Outline of Algorithm ===================== TEST
sfx2sirsi takes in an XML file of our e-journal holdings in SFX, combines those with summary holdings (date coverage) information also drawn from SFX, and produces update files for Sirsi/Symphony.
- SFX exports its data nightly
- When sfx2sirsi runs, it a) downloads the SFX marcxml data and b) downloads the summary holdings HTML data
- sfx2sirsi performs clean up on summary holdings data
- sfx2sirsi then reads the SFX data and creates a hash-digest for each record
- If sfx2sirsi is running a full update, then it ignores the previous run's hashes and updates all records
- If sfx2sirsi is running a nightly or incremental update, then it first reads the previous run's hashes (contained in the file data/hash) and only continues if one or more records have changed since the previous run.
- sfx2sirsi reads the cleaned up summary holdings data
- Then it iterates through each record, producing a SirsiRecord, and outputting each record to a file. The file is either sfx-sirsi-full.txt or sfx-sirsi-incremental.txt, depending on the mode of the update.
- Finally, sfx2sirsi writes a hash file of all records.
Deploy the ruby directory to a server with curl access to both the SFX server and the batchjobs server.

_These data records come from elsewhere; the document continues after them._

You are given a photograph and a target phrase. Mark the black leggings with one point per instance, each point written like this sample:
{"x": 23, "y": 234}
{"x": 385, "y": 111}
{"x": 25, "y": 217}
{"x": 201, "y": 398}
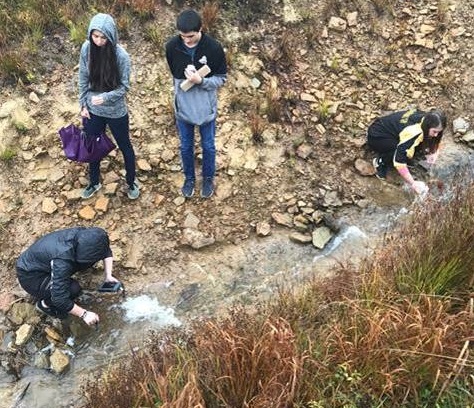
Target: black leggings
{"x": 38, "y": 285}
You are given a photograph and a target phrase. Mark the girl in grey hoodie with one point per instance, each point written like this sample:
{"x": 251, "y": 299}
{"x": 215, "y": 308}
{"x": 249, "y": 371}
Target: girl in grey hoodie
{"x": 104, "y": 79}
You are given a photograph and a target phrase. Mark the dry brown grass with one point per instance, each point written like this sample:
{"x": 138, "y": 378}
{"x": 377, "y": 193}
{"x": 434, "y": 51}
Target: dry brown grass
{"x": 210, "y": 16}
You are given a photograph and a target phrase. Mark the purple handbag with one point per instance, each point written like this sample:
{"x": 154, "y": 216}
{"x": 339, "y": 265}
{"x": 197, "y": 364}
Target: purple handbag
{"x": 78, "y": 146}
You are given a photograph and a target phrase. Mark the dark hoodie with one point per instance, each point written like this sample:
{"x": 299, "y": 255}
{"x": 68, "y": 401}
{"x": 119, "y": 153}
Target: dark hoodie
{"x": 60, "y": 254}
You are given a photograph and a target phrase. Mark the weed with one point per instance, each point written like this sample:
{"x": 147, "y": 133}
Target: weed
{"x": 273, "y": 107}
{"x": 247, "y": 11}
{"x": 323, "y": 111}
{"x": 384, "y": 6}
{"x": 154, "y": 34}
{"x": 447, "y": 81}
{"x": 443, "y": 14}
{"x": 210, "y": 14}
{"x": 335, "y": 64}
{"x": 257, "y": 127}
{"x": 13, "y": 65}
{"x": 77, "y": 32}
{"x": 8, "y": 154}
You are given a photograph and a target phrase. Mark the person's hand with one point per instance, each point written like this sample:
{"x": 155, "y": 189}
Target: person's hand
{"x": 431, "y": 158}
{"x": 97, "y": 100}
{"x": 90, "y": 318}
{"x": 193, "y": 76}
{"x": 420, "y": 187}
{"x": 85, "y": 113}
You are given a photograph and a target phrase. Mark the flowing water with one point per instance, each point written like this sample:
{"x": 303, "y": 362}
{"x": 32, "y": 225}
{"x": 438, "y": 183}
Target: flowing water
{"x": 210, "y": 283}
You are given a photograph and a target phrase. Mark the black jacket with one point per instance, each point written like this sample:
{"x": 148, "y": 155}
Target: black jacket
{"x": 61, "y": 254}
{"x": 178, "y": 59}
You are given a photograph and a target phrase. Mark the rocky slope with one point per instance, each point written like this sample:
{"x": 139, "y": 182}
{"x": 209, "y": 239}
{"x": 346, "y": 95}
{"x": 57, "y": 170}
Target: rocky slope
{"x": 304, "y": 83}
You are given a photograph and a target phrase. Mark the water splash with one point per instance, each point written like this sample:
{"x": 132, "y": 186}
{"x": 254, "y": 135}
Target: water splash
{"x": 350, "y": 232}
{"x": 146, "y": 308}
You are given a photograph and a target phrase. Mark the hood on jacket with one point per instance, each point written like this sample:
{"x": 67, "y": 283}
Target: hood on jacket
{"x": 106, "y": 25}
{"x": 92, "y": 245}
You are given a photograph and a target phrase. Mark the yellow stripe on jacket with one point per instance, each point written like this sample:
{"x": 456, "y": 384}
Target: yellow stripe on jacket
{"x": 410, "y": 138}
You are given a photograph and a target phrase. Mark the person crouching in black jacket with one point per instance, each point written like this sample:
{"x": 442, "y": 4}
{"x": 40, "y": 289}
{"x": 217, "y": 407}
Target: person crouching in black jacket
{"x": 45, "y": 269}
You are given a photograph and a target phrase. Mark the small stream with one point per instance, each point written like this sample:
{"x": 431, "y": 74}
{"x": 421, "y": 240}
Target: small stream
{"x": 252, "y": 271}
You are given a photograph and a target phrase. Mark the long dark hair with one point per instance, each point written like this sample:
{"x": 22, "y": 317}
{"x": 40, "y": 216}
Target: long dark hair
{"x": 432, "y": 119}
{"x": 103, "y": 68}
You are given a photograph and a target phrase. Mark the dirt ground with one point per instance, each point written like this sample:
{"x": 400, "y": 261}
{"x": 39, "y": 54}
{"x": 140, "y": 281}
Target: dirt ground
{"x": 324, "y": 80}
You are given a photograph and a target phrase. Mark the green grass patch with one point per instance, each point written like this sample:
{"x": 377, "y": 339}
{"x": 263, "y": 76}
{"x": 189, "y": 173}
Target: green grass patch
{"x": 398, "y": 332}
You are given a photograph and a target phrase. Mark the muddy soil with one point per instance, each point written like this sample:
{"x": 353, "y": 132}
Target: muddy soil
{"x": 326, "y": 79}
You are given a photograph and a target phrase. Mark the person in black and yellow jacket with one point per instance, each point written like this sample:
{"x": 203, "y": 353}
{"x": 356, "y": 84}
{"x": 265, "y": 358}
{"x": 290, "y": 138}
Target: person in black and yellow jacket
{"x": 397, "y": 136}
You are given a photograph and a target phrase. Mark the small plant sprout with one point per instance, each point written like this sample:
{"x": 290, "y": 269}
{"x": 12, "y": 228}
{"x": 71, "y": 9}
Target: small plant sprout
{"x": 256, "y": 127}
{"x": 8, "y": 154}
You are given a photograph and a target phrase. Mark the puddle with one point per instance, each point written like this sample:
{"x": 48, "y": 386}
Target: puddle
{"x": 207, "y": 284}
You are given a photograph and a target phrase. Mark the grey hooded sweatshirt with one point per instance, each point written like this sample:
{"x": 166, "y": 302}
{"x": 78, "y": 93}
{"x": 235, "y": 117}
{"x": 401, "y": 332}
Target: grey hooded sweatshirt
{"x": 59, "y": 255}
{"x": 114, "y": 105}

Set up crontabs to run nightly and incremental updates as often as desired.
- rake fetch_dates: Fetch summary holdings data
- rake fetch_sfx: Fetch SFX data
- rake full_update: Full update
- rake full_update_only: Full update (w/o fresh data)
- rake nightly_update: Nightly update
- rake nightly_update_only: Nightly update (w/o fresh data)

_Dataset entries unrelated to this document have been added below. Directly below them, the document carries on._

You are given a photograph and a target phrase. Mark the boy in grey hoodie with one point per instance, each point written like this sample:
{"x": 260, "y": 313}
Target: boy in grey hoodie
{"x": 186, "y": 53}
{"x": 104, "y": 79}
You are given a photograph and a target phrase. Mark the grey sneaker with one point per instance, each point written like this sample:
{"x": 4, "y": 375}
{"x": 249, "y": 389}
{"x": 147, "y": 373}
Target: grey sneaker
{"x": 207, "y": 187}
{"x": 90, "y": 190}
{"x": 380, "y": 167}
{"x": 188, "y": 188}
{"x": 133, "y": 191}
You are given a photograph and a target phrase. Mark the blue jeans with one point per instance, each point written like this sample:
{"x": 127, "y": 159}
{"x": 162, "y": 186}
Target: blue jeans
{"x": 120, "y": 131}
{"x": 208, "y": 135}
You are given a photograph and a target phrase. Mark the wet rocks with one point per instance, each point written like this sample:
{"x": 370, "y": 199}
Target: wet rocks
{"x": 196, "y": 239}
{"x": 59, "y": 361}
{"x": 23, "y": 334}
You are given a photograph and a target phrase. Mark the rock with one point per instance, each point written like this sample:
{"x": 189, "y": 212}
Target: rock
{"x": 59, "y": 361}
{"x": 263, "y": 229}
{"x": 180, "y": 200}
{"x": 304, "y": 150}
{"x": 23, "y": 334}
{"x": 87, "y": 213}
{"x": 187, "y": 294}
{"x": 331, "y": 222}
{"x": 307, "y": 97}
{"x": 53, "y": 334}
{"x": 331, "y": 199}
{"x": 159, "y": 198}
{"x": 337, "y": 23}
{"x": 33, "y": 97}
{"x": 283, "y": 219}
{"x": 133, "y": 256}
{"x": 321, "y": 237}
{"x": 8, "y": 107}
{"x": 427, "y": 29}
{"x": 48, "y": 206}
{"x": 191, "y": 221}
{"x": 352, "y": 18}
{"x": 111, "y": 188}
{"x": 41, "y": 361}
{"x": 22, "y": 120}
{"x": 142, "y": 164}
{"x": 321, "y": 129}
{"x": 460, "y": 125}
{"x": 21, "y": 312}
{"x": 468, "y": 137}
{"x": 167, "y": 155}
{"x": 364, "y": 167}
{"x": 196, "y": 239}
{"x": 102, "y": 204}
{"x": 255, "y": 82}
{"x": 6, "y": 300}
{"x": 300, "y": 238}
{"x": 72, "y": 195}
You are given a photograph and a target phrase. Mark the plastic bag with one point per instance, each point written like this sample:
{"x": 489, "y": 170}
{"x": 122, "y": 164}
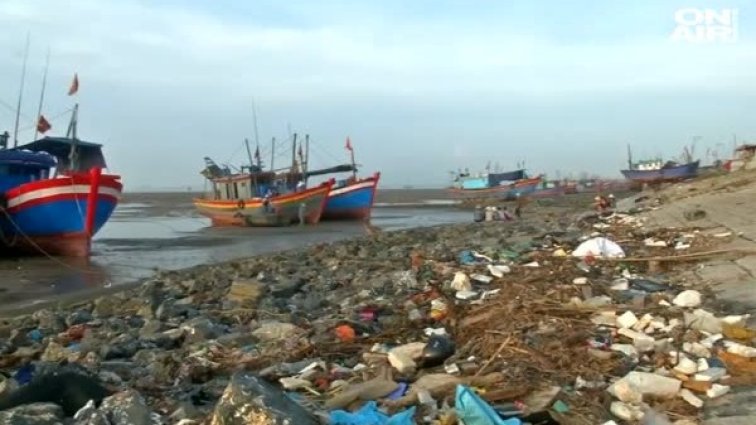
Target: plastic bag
{"x": 473, "y": 410}
{"x": 370, "y": 415}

- rake tests: Run all tests
- tests: unit tests
- .gitignore: .gitignore file
- Gemfile: ruby libraries
- Gemfile.lock: lock file for ruby libraries
- README.md: README
- Rakefile: Rakefile used for automatic tasks (testing, updating, etc)
- clean_summary_holdings.rb: clean up raw data pulled from Jeremy's php script
- config_module.rb: ruby module for using util.conf for configuration settings
- fetch_sfx_data.rb: pulls down e-journal data from SFX server
- full.rb: script for running full update by hand
- run.rb: mainline script for updates
- sed_dates.sh: uses by clean_summary_holdings.rb to clean raw data
- sfx2sirsi.rb: Ruby class for record collection
- sfx2sirsi.sh: shell script that runs on SFX server to perform nightl export of e-journal data
- sirsi_record.rb: Ruby class for records to be sent to Sirsi/Symphony
- util.conf: configuration settings
- PHP script that pulls target-specific date statements for each title and presents a full coverage statement in HTML (located on web server).
- Perl scripts that update Sirsi/Symphony and produce log files (located on Symphony server).
-
Infiles: sfxdata.xml (e-journal data from SFX); summary holdings (date coverage) HTML file.
-
Outfiles: hash (contains hash-digests of all records); sfx-sirsi-full.txt/sfx-sirsi-incremental.txt (files of records to be sent to Symphony to update the ILS)
-
Symphony script log files: ** badissn.txt: Records rejected because of bad issn ** holderr.txt: Records rejected because summary holdings mismatch ** noissn.txt: Records rejected because no issn ** hasRelatedRecs.txt: Records that have earlier or later titles ** matchissn.txt: Records that matched (and were either updated or not) ** noRelatedRecs.txt: Records that do not have earlier or later titles ** notSFX.txt: Records which are in Symphony, but not in SFX ** noURL.txt: Record rejected because bad or missing 856 link ** singleHold.txt: Records for which we only have a single subscription ** unchangedPubDates.txt: Records which were unchanged
-
Note: These files are produced by the Symphony script and are used by the serials-admin Rails application.